Machine Learning Testing through Continuous Assurance

1 February 2022

The Urge for a Continuous Assurance Pipeline to Surpass Limitations of Machine Learning Algorithms

The Unreasonable
Effectiveness of Data

In a 2009 published expert opinion article titled “The Unreasonable Effectiveness of Data”, Alon Halvey, Peter Norvig and Fernando Pereira from Google’s research team were stating:

“… A trillion-word corpus … could serve as the basis of a complete model for certain tasks – if only we knew how to extract the model from the data”.

That statement entails quite a lot of what we want to discuss in the following. Firstly, what does it mean to have a complete model for a task and how do we ascertain its completeness. Secondly, the question how we extract the model from the data at hand is not independent from the actual task and the assumptions which we will never be relieved to make.

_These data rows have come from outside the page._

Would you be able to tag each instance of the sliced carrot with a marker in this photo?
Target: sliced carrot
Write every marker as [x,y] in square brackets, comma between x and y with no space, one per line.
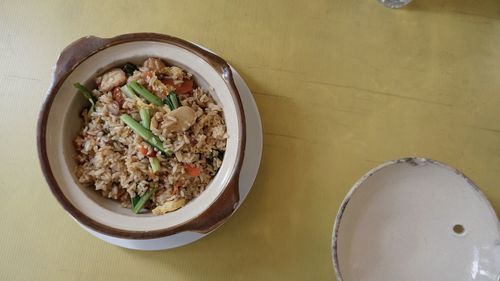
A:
[118,97]
[143,150]
[192,170]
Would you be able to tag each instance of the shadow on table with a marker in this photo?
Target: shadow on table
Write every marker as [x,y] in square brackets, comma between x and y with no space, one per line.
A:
[485,8]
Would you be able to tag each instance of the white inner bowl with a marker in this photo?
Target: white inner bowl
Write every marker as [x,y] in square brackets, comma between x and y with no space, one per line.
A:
[64,122]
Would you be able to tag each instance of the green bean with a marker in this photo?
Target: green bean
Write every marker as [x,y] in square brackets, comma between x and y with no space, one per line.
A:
[145,118]
[144,133]
[87,94]
[143,200]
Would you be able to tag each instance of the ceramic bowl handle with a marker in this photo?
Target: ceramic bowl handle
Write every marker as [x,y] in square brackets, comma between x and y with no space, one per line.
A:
[75,53]
[218,212]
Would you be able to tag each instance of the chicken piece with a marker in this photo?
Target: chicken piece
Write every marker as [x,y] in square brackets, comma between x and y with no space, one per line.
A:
[113,78]
[169,206]
[184,117]
[154,64]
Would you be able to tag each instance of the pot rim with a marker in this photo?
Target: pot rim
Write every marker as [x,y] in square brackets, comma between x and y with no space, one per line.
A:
[79,51]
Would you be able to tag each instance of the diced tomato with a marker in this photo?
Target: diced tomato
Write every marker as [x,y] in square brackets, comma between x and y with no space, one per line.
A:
[192,170]
[175,189]
[184,88]
[143,150]
[118,96]
[168,81]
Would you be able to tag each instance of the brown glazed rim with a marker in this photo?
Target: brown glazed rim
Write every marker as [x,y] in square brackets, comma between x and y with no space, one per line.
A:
[80,50]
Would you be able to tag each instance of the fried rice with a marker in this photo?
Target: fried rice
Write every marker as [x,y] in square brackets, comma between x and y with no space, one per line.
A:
[115,161]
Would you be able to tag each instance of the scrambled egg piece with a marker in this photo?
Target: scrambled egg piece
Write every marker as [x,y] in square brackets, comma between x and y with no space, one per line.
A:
[169,206]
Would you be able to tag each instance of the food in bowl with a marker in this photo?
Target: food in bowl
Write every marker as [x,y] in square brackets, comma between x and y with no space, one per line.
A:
[151,138]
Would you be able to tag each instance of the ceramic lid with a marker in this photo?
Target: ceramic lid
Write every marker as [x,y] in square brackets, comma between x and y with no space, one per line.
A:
[416,219]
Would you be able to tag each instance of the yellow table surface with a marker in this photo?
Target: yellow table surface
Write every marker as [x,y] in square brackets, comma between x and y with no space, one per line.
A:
[341,87]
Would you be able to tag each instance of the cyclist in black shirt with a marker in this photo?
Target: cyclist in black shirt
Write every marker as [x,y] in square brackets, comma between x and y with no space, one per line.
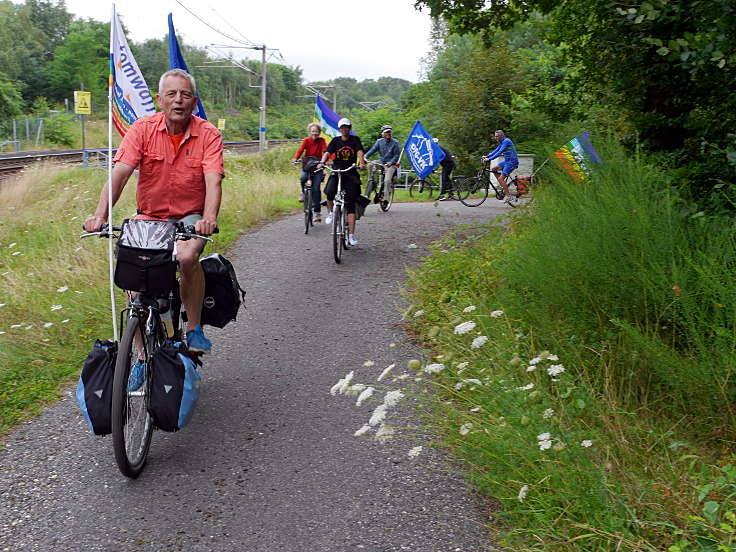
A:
[348,150]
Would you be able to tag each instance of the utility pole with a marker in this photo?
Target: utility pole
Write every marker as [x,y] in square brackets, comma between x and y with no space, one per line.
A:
[262,143]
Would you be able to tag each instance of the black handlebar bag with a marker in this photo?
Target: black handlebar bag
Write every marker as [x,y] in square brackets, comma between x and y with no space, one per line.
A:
[146,259]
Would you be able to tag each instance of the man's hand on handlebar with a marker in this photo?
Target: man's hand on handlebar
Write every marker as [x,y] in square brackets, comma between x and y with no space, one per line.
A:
[205,227]
[94,223]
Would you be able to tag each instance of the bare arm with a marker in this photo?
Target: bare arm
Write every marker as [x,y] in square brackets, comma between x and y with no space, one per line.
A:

Classical Software Development and the Philosophy of Agility

The modern software development age that evolved naturally in the last decades brought with it the mode and philosophy of working in an agile manner. Only by that it was possible to guarantee the advent of fast and reliable development of software products in an iterative way: prototype leads to feedback, to new prototype, to new feedback and so forth. In the wake of the different phases of digitization era, starting from the onset of the Internet, over to web development and going to the age of mobile development, the process of professional software development was also developed and refined iteratively. This led to the approach of best practices like continuous development, continuous testing and continuous integration. These process artifacts allow collaborative development of big and hugely complex software products in complex and uncertain domains, while at the same time ensuring running code along the development cycle and deployment of ever more valuable features for the sake of the customers in less time.

The Era of Deep Learning – A Big Paradigm Shift

The beginning of the 2010 decade marked the transition to the era of Deep Learning (DL) of Artificial Neural Networks (ANNs) at industry scale. As one manifestation of the broader area of Machine Learning (ML), the mathematical concept of an ANN was not invented at that time but rather was studied initially in the early 1940s. At that time and the coming decades after, the field of learning based on ANNs remained a rather academic endeavor. The first step stone for the later success of DL was laid by Dave Rumelhart, Geoffrey Hinton and Ronald Williams in 1984 when they published their seminal paper on the Backpropagation algorithm. This algorithm was the long sought theoretical key for training deep ANNs. The second step stone was the accelerated development of more and more powerful computing hardware in the last three decades. The third and to date last big step stone was the arrival of the web and internet era, which yielded the explosion of data generation in an unprecedented manner. These three parts – the learning algorithm, the hardware power, and the non-vanishing amount of raw data – pitchforked us into the era of ML-based software development.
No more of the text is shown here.